Background Musculoskeletal manifestations occur in 20-50% of patients (pts) with inflammatory bowel disease (IBD) and they have an impact on the clinical course and therapeutic approach.
Objectives To summarize the rheumatologic manifestations of IBD pts referred to the rheumatology service in a tertiary referral center and to assess the impact of gastro-rheumatologic inter-disciplinary clinic on patient management.
Methods Medical records of 100 consecutive IBD pts referred to rheumatology unit and the inter-disciplinary clinic were retrospectively reviewed. Data regarding age, gender, diagnosis, disease duration, clinical and laboratory features, previous and current therapy were entered into a database and analyzed. The statistical methods used included descriptive statistics, T test, Spearman's correlation and multiple logistic regression analysis.
Results Seventy pts suffered of Crohn's disease, 29 of ulcerative colitis, and 1 patient of celiac disease. The mean (median) age was 43 (41.5) years, 68 pts were females, the mean (median) disease duration 7.7 (5) years, range 0-40 years. The referrals were for joint pain (73%), back pain (15%), myalgia (3%), fever (2%), and miscellaneous (7%). Spondyloarthropathy was diagnosed in 56 out of 88 pts referred for joint or back pain (35 pts with peripheral arthritis, 13 pts with axial involvement - symptomatic sacroiliitis or spondylitis, confirmed by imaging and 8 pts with enthesopathies). Hypermobility was found in 18 pts referred for joint pain.

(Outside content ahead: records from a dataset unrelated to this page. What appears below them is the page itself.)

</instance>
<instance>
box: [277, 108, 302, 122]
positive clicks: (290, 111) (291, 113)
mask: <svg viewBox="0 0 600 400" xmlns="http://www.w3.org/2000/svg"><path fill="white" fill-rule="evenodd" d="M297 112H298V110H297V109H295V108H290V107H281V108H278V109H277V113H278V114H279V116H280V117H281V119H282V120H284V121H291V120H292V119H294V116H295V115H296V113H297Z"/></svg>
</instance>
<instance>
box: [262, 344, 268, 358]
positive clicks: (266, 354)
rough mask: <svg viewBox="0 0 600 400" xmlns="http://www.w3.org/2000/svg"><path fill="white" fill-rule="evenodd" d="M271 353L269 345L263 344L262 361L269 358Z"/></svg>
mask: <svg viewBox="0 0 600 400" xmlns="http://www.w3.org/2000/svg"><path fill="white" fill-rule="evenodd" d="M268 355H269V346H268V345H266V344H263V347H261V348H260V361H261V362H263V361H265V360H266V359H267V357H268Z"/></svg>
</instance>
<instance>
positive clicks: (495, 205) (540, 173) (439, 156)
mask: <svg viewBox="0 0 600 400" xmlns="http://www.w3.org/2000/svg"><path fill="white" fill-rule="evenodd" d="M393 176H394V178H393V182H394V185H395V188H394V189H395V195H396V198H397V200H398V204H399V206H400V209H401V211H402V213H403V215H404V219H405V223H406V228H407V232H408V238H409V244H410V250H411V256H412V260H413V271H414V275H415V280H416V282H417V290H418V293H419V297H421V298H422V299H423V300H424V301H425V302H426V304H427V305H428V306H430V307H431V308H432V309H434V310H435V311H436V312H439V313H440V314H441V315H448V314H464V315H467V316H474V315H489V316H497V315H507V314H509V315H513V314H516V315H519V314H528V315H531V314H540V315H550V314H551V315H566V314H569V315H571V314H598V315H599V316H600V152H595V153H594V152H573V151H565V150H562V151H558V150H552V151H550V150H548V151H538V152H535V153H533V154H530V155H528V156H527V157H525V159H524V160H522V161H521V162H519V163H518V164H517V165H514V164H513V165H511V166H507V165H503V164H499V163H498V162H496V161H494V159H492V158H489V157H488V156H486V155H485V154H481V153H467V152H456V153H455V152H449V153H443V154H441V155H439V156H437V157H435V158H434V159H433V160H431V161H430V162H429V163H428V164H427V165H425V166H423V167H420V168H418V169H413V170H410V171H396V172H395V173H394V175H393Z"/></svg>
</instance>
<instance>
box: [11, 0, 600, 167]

The other “musculoskeletal” entities included avascular necrosis of hips (2pts), Takayasu arteritis (1patient), IBD related myositis (1patient), steroid-induced myopathy (2pts), systemic lupus erythematosus (1patient), pseudogout (1patient), insufficiency fractures (1patient) osteoarthritis (2pts).Seventeen pts developed chronic peripheral arthritis which did not correlate to IBD activity and did not consistently respond to IBD-targeted immunomodulatory treatment, including anti-TNF agents, but responded to non anti-TNF biologicals. Nine pts had psoriasis or familial history of psoriasis; all of them developed chronic arthropathy (peripheral or axial). The assessment of the patients at the inter-disciplinary clinic had an important impact on the management in almost 70% of cases referred.
Conclusions An accurate assessment of joint inflammation in the context of IBD activity may lead to changes in the use of disease modifying drugs or biological agents. Not every joint or back pain in IBD pts is arthritis or spondyloarthropathy. The treatment of IBD pts with chronic arthritis in whom the IBD is silent should be focused on articular inflammation. We suggest that multidisciplinary clinic might have an important role in correctly diagnosing and treating rheumatologic manifestations in IBD pts.